Salvo melhor opinião, cremos que não lhe assiste razão na primeira das vertentes assinaladas.
De acordo com a factualidade assente com base nos documentos juntos a fls.12 a 71 e 292 a 335 do P.A.do processo administrativo, no período que decorreu entre Setembro de 2018 e Junho de 2021, foram realizadas no total de 18 operações de concessão de crédito, em 14 das quais foram convencionados os juros remuneratórios a cobrar pelo Recorrente enquanto mutuante.
Segundo defende o ora Recorrente, as referidas concessões de crédito, na maior parte das vezes, eram apenas destinadas aos amigos deles, não ao público em geral. Daí a falta da habitualidade, necessária à qualificação da infracção em causa. Tal tese, em nosso entender, apenas ganharia relevância se permite afastar a “indeterminabilidade” dos mutuários a quem se destinavam as operações, ao contrário do que surge nas operações efectuadas nas relações com o público, no exercício de uma actividade típica das instituições bancárias.
Com o devido respeito, alegar o facto de conceder os créditos aos amigos seus, é desprovido de pertinência, uma vez que a definição de “amigos” se apresenta muitas vezes sem qualquer contorno nítido, necessário a determinar os destinatários. A situação seria bem diferente se alegasse que se limitava a conceder os empréstimos aos seus familiares.

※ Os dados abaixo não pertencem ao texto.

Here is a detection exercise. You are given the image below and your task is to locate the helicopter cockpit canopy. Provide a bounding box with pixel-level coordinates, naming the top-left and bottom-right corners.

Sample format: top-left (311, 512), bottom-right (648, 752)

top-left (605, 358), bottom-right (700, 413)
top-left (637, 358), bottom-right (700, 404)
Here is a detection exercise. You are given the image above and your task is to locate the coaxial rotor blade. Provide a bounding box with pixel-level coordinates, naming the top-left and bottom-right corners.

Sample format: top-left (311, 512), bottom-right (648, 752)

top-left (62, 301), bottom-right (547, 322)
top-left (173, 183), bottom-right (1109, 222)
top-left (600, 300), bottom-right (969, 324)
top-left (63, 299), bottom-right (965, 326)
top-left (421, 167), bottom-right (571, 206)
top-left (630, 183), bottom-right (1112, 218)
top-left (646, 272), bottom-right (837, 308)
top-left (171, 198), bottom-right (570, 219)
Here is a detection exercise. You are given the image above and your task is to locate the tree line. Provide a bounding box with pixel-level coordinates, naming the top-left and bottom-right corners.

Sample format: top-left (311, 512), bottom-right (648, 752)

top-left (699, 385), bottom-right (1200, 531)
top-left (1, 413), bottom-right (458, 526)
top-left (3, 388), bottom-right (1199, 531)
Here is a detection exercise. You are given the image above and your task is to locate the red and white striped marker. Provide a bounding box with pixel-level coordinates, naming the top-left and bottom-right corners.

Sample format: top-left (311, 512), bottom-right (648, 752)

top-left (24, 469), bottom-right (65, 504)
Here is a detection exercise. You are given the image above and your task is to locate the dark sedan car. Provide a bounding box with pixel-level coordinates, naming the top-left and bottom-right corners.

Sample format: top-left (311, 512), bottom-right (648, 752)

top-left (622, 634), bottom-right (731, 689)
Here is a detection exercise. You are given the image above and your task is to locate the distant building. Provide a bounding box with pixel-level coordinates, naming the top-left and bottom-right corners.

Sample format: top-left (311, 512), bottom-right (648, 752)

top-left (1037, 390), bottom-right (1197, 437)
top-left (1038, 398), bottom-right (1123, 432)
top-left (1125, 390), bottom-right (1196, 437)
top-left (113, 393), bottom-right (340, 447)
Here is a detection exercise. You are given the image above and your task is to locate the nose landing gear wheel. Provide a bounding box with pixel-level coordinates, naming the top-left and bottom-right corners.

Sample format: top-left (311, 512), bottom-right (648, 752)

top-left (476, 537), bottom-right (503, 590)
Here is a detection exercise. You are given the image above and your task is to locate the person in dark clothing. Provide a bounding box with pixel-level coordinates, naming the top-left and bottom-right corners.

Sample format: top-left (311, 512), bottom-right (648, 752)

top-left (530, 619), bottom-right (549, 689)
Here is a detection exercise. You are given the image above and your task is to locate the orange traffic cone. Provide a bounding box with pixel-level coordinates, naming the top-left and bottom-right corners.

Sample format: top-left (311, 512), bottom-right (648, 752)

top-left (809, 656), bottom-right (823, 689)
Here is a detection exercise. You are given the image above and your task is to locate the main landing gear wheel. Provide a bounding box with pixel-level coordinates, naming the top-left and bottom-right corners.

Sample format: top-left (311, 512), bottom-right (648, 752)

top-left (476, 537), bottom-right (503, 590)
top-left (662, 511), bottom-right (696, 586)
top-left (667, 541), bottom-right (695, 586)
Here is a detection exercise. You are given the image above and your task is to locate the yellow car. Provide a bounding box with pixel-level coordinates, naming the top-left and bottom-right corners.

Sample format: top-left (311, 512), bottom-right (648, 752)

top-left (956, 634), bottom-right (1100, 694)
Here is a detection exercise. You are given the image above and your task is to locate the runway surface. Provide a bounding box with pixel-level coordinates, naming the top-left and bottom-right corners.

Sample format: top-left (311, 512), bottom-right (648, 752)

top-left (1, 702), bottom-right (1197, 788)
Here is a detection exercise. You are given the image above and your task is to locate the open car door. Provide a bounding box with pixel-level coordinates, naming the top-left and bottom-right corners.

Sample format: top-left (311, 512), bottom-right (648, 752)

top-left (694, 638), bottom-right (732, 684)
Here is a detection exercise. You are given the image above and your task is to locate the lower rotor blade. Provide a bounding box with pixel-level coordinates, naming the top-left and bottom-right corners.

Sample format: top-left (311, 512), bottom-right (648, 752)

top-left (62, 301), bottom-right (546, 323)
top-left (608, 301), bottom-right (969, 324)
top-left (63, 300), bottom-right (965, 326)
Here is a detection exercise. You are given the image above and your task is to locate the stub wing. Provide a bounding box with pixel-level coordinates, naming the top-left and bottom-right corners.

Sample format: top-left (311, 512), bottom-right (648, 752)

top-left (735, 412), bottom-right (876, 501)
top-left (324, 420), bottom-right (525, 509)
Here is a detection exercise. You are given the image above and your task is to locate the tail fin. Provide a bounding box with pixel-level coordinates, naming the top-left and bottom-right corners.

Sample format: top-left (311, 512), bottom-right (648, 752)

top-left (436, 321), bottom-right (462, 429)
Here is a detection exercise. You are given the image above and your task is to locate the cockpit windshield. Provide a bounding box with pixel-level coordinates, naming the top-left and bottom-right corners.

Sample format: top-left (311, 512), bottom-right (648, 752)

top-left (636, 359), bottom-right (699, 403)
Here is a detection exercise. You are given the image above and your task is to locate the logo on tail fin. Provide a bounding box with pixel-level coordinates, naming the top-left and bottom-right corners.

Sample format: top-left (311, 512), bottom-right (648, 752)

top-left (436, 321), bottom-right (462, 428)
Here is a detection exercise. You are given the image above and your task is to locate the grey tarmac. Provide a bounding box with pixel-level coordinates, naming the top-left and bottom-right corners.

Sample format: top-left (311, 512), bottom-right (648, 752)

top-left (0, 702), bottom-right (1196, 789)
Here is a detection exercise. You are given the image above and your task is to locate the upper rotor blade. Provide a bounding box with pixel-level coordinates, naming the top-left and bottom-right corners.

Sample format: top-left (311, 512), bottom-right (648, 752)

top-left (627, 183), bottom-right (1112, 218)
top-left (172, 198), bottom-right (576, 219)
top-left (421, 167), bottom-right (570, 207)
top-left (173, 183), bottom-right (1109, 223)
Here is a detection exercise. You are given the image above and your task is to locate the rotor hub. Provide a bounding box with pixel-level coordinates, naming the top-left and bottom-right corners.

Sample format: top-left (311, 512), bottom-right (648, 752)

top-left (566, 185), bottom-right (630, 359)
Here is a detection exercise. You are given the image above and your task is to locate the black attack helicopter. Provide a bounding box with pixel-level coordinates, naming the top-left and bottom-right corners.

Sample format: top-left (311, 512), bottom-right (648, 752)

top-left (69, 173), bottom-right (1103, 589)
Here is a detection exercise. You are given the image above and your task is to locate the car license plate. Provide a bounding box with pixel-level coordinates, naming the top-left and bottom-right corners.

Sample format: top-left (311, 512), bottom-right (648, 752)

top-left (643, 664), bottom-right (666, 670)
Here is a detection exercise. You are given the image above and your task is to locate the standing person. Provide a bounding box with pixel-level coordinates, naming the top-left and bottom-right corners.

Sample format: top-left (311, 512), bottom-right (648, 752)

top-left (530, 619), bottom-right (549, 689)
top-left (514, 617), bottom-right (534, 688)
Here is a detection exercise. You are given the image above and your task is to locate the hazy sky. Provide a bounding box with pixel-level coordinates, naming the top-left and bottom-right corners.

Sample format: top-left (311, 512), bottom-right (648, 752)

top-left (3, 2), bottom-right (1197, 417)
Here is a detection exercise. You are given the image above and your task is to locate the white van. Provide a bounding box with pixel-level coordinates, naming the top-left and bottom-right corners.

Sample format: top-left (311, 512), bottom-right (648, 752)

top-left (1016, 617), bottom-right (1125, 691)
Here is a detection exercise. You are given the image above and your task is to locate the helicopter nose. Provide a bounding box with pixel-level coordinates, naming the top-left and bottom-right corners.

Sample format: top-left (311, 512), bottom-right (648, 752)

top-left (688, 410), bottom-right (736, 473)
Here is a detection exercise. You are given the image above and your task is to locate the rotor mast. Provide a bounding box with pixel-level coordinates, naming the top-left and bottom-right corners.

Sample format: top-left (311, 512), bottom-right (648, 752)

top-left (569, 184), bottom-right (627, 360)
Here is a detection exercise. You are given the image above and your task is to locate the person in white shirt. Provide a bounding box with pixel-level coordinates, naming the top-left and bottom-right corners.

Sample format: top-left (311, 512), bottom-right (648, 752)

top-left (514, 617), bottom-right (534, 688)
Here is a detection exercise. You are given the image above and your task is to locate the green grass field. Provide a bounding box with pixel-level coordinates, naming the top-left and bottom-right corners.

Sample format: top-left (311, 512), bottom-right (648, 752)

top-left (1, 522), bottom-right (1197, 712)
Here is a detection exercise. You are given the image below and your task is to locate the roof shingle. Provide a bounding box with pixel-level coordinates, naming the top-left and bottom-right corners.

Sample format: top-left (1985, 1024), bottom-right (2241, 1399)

Além disso, o facto de ele nunca ter chegado a cobrar efectivamente o montante do juro tal como convencionado nada adianta para afastar a existência do seu intuito lucrativo, o qual deverá ser contemporâneo da conclusão dos negócios jurídicos e não no posterior momento do respectivo cumprimento, sendo certo que a estipulação das cláusulas sobre juros já é bastante demonstrativa da existência do elemento subjectivo.
Daí, não estamos perante as operações de concessão de créditos meramente esporádicas do Recorrente, mas sim o exercício da actividade que se traduz na prática do conjunto das operações bancárias no total de 14, de forma habitual e com intuito lucrativo, de modo idêntico à actividade exercida pelas instituições bancárias, o que é proibido pelas normas legais constantes do RJSF.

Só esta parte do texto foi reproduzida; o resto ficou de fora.